Die gestrige Vorstellung der Quartalszahlen in Stuttgart muss bei dem Mann mit dem prägnanten Schnauzbart und der Nickelbrille für Genugtuung gesorgt haben. Was sind sie in den vergangenen drei Jahren oft über Dieter Zetsche hergefallen! Arbeitnehmervertreter straften den Daimler-Chef 2013 im Aufsichtsrat ab, signalisierten ihm mit einer Vertragsverlängerung von nur drei statt fünf Jahren ihr mangelndes Vertrauen. Aktionäre wünschten sich lauthals Zetsches Ablösung, als der Manager ab 2012 mehrere Gewinnwarnungen verkünden und zusehen musste, wie die Konkurrenz an den Stuttgartern vorbeizog. Der "Spiegel" zitierte damals einen Manager-Kollegen gar mit den Worten: "Der Dieter kann es nicht."

Das alles ist vergessen. Denn nun zeigt sich, der Manager Dieter Zetsche kann es sehr wohl: Er hat Daimler aus dem tiefen Tal der Tränen herausgeführt. Er hat - auch gegen den vehementen Widerstand des Betriebsrats - einen harten Sparkurs durch- und umgesetzt, den Konzernvorstand verjüngt und deutlich mehr Geld in Forschung und Entwicklung gesteckt. Seit zwei Jahren jagt ein neues oder überarbeitetes Modell das nächste. Angestaubte Modelle wurden aufgepeppt. Die neue E-Klasse kommt 2016, bis Ende des Jahrzehnts sollen zehn neue Autos vorgestellt werden.
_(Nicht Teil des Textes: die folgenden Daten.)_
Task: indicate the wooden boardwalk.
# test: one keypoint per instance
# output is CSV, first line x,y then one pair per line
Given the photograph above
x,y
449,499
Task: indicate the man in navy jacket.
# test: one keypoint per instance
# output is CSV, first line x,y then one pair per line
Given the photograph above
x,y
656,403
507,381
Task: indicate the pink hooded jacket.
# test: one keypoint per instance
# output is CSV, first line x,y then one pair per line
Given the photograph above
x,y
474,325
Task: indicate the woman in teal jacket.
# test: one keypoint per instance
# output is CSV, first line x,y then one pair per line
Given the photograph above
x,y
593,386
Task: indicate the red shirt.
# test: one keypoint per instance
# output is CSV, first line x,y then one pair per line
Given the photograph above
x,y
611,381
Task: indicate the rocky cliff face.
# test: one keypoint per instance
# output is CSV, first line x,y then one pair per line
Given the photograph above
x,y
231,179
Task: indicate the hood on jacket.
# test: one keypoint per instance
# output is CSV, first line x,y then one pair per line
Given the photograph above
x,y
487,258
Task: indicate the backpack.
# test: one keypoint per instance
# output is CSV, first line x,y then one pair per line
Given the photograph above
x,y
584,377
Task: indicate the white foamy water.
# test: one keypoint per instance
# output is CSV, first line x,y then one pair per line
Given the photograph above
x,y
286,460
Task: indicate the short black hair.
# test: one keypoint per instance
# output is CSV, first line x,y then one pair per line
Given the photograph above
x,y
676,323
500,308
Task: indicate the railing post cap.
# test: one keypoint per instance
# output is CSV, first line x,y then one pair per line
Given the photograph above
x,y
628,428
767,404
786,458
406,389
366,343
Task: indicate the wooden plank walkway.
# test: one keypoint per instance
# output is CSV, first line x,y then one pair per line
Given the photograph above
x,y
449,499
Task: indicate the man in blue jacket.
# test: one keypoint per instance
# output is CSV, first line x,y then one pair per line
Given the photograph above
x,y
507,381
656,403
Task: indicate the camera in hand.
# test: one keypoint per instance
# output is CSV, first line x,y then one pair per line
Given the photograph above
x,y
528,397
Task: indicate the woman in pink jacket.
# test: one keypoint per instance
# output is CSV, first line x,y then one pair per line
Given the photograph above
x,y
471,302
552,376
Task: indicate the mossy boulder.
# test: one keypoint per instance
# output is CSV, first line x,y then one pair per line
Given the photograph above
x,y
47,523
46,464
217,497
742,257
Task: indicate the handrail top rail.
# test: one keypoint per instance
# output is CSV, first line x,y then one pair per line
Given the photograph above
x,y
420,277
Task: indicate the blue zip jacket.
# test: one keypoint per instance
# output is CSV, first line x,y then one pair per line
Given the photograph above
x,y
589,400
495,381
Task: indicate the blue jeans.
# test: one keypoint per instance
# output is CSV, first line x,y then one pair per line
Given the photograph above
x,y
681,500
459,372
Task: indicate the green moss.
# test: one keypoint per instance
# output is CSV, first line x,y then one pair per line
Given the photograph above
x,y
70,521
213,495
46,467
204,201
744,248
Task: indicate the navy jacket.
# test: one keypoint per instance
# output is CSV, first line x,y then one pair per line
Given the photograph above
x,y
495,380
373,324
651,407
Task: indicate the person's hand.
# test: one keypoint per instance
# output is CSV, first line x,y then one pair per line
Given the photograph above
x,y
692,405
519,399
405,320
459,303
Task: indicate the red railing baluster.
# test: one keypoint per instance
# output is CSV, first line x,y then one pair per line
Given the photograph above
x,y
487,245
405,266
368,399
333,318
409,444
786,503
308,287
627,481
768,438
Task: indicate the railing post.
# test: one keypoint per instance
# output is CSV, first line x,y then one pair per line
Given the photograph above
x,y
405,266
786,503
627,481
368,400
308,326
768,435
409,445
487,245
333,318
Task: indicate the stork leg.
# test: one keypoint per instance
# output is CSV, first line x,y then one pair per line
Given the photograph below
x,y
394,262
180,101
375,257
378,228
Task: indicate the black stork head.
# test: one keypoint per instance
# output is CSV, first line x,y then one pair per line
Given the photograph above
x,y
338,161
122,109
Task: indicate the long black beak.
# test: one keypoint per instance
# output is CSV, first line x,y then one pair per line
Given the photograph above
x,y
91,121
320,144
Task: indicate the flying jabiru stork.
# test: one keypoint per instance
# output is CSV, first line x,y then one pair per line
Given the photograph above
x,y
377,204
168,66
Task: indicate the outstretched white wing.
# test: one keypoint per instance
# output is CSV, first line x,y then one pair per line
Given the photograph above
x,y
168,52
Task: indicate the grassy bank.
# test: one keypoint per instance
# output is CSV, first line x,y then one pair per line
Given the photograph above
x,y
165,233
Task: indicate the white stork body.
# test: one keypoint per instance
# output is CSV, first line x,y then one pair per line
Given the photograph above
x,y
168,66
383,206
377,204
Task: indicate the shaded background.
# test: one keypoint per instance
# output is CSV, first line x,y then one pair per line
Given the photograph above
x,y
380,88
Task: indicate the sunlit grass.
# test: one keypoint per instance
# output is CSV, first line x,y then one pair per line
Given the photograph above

Zetsche hat sich - wenn auch sehr spät - zudem dazu durchgerungen, in China stärker anzugreifen. Das Geschäft im Premiumsegment auf dem größten und bislang am schnellsten wachsenden Automarkt bestimmen mit BMW und Audi die schärfsten Daimler-Konkurrenten. Doch ausgerechnet die späte Entscheidung für China macht sich für Zetsche nun bezahlt: Weil Daimler dort immer noch den Ruf des Neuen und Aufregenden hat, schafft der Konzern vergleichsweise große Absatzerfolge. Im Juni verkauften die Schwaben dort 38,5 Prozent mehr Autos - während die Konkurrenz auf dem inzwischen langsamer wachsenden Markt schon schwächelte. Befeuert wurde diese Entwicklung auch durch ein stark ausgebautes Händlernetz und massive Rabattaktionen. Zudem produziert Daimler verstärkt auch vor Ort.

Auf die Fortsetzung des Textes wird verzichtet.